In a world where it is easy to pick and choose the news we want to listen to, and to surround ourselves with people who support our world view it is easy to vilify the people who don’t see things the way we do. To counteract this it is incumbent on all of us to step back and assess whether what we are doing is helping us as a country and as individuals. The truth is that we all rely on cognitive strategies to protect ourselves from unpleasant realities. We routinely act like we have the power to keep ourselves and our families safe without societal assistance, distance ourselves from people that make us question our own core beliefs and values, and make decisions based on emotions rather than logic when it seems to be a more comfortable path. When we don’t agree with other people, we are quick to classify them as our enemies, and to blame them for everything we don’t like.
Perhaps instead we could all spend more time thinking about why other Americans don’t see the things the way we do.

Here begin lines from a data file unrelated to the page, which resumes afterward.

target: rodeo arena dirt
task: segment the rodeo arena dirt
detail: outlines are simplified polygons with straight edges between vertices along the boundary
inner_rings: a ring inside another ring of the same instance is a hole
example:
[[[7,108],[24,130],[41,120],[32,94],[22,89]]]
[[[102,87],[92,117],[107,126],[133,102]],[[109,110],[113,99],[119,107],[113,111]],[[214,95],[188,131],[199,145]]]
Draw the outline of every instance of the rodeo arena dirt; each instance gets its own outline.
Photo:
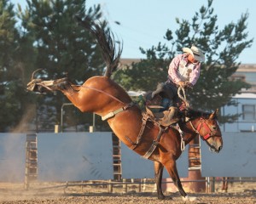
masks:
[[[253,178],[251,178],[253,179]],[[118,184],[108,181],[76,183],[32,183],[28,190],[24,184],[1,183],[0,203],[256,203],[256,182],[237,181],[229,184],[228,192],[222,190],[222,182],[216,180],[215,192],[193,193],[195,201],[183,201],[178,193],[172,198],[157,199],[153,180],[146,184],[137,181]]]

Rather than dismissing people we disagree with as uninformed or uneducated, we need to listen to their concerns, think about the world from their position, and refrain from assuming we know more than they do. In point of fact, as a country we have fallen out of the habit of listening to each other, much as unhappy couples do. When we assume we know what our partners think, spend our time thinking of our responses instead of listening to their concerns, and behave as though our needs are the only things that matters, we undermine the strength of our relationships. When we treat people with contempt, we further alienate them, and our chance to understand each other.

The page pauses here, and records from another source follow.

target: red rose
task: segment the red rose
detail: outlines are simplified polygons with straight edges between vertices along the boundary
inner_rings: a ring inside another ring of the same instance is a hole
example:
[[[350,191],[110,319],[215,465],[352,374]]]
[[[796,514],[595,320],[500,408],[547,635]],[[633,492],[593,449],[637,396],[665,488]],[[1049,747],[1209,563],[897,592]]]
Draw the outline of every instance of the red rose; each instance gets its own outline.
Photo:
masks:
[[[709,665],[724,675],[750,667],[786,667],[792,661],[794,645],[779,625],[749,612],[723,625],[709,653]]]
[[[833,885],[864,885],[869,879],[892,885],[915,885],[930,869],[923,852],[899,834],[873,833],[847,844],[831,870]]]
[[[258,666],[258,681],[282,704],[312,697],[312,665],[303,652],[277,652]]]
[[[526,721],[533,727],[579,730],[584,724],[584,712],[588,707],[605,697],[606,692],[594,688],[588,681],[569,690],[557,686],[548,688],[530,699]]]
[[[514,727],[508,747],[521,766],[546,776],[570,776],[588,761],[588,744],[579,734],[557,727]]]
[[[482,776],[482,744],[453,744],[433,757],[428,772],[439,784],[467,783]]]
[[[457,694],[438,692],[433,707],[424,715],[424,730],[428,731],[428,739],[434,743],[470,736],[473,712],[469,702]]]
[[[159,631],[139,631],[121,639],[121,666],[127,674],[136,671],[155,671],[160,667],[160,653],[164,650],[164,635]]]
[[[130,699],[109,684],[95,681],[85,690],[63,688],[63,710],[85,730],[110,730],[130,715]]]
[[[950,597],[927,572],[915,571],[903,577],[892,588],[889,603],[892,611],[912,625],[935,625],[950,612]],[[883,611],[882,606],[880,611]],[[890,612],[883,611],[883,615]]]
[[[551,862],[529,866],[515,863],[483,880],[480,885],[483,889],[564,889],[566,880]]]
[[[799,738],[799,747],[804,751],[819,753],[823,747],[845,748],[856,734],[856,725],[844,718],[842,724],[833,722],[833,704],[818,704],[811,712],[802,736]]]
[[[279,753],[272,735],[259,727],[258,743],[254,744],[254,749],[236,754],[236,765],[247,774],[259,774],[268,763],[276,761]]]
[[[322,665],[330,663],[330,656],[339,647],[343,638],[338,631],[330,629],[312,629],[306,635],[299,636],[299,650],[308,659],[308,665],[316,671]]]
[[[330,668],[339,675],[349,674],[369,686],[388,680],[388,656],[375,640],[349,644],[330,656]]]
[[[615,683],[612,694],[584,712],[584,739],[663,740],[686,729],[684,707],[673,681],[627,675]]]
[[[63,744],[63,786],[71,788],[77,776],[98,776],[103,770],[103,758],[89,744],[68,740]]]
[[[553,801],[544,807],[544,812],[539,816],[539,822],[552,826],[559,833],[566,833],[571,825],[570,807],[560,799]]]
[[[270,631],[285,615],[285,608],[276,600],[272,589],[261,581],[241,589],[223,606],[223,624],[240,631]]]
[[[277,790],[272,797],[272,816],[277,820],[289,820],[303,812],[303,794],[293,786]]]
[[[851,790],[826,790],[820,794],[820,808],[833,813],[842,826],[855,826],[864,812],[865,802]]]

So how do we move forward? Perhaps we could start by trying to identify our similarities, our shared goals, and mutual hopes for the future. We cannot learn from each other if we aren’t willing to listen as well as talk. We could also focus on educating ourselves about the things we are concerned about and being more discerning about all the information we consume. Just because we read it, or hear someone say it, doesn’t mean it is true. There will be policies we disagree with, and trends we don’t like, but we can and have corrected course many times in the past and taking action to solve problems and trusting in the future, and each other, is the only way we can move forward.